2009. Eclipse CDT added support for reverse execution, using gdb 7.0 reverse as the initial backend. As noted above, this lets Eclipse also use other reverse debugging backends (Eclipse uses the gdb-MI interface to gdb to control the debug session). This is noteworthy since it meant that the buttons to control reverse execution are now part of the CDT, making it much easier to use Eclipse to build a frontend to any reversible backend. Eclipse is not really a debugger, just an interface to a debugger.
2009. Microsoft Visual Studio got record-replay debugging with IntelliTrace. It is strictly about replay debugging, including the nice ability to send traces around between developers. There are no backwards breakpoints. The support is limited to programs running on top of the .net runtime system, meaning that it does not apply to classic Windows software.

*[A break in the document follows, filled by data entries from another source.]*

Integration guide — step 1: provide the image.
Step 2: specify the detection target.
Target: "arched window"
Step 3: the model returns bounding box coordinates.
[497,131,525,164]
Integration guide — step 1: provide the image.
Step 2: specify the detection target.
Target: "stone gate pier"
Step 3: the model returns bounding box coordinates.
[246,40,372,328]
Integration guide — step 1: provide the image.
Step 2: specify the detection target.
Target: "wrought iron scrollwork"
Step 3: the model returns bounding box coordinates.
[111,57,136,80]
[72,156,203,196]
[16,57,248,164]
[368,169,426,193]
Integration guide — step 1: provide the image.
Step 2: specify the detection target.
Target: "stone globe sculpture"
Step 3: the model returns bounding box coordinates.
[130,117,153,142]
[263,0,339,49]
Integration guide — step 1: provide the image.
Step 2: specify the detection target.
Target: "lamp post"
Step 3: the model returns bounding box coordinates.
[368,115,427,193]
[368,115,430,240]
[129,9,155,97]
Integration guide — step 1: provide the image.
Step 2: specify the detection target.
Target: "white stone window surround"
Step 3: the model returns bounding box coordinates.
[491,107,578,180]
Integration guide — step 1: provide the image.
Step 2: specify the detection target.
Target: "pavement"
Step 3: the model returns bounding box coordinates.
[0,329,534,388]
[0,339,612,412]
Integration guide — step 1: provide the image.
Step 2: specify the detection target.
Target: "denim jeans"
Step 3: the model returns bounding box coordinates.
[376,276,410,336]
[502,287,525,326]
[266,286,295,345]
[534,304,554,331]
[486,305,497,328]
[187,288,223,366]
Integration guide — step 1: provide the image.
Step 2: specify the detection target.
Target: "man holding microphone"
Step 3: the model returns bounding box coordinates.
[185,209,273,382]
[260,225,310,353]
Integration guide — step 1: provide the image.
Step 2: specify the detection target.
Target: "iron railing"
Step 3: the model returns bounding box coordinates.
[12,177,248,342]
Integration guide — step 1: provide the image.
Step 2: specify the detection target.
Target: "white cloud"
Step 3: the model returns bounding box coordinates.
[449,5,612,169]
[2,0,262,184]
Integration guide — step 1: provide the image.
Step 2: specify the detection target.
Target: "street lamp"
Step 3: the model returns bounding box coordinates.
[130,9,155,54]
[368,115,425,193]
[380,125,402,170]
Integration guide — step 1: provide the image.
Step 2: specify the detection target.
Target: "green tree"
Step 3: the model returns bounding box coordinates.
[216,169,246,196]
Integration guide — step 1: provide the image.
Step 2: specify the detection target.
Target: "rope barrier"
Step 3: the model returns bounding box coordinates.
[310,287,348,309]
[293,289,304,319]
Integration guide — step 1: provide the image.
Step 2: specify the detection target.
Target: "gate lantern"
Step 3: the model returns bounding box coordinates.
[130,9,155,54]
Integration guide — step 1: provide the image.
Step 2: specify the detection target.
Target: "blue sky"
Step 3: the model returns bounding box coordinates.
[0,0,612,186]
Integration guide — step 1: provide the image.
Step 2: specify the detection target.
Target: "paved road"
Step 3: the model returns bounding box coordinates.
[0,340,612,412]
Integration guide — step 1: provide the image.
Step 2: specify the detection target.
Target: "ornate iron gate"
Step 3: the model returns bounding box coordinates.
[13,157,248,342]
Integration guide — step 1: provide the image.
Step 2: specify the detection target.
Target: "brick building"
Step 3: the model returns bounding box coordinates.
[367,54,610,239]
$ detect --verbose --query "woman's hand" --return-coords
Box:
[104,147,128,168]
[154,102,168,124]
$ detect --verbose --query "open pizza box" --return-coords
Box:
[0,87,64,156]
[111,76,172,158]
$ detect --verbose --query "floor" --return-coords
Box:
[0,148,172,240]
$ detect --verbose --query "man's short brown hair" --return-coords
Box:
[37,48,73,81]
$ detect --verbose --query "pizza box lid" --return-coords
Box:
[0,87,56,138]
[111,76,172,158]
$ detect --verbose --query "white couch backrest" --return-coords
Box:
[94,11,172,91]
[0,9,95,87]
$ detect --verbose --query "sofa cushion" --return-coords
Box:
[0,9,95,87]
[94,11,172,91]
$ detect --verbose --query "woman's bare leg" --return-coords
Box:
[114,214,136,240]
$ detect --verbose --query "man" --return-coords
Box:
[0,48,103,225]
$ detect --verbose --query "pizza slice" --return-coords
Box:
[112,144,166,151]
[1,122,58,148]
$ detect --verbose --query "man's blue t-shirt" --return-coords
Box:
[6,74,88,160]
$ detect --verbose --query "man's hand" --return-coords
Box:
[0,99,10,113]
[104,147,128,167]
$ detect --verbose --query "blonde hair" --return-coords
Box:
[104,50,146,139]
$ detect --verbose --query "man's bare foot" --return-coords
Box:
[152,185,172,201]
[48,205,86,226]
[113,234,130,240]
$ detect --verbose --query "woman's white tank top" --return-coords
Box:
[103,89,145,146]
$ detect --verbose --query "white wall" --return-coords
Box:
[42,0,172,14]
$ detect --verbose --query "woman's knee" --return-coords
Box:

Using the CLR virtual machine as the implementation basis should make the implementation easier, cleaner, and faster compared to a machine-level native solution. It is user-level, single-threaded, and host-based. Time concept is unknown. It seems to record only some part of the past state, meaning that not all system investigation operations can be performed in the past.
2011. Adobe demonstrated (but has not yet launched) reverse debugging in their Flash Builder programming environment. A nice video is posted on the Adobe website. Seems to be based on the virtual machine that flash runs on, and includes what looks like pretty powerful backwards data analysis tools. In a blog post, the developer describes some of the features, which to me seem to indicate some pretty heavy recording.
2011. VmWare removed support for reverse debugging.
2015. Mozilla rr was launched, as open-source modern implementation of user-mode reverse debug with explicit support for record-replay debugging.
2016. Simulics was launched. Closed-source commercial reverse debugger based on full-system simulation, for the embedded systems market.
In researching these commercial tools, I am pretty sure there is at least one that is lost. A company called Visicomp launched a Java debugger called RetroVue in 2002 which supposedly did allow backwards debugging in some way. However, it seems that this tool was not really practical, being too slow for actual use. It seems to have disappeared since without anyone picking up its legacy. The technology was apparently pretty much like the Omniscient Debugger presented in 2003 and which I described in the blog post on reverse execution research.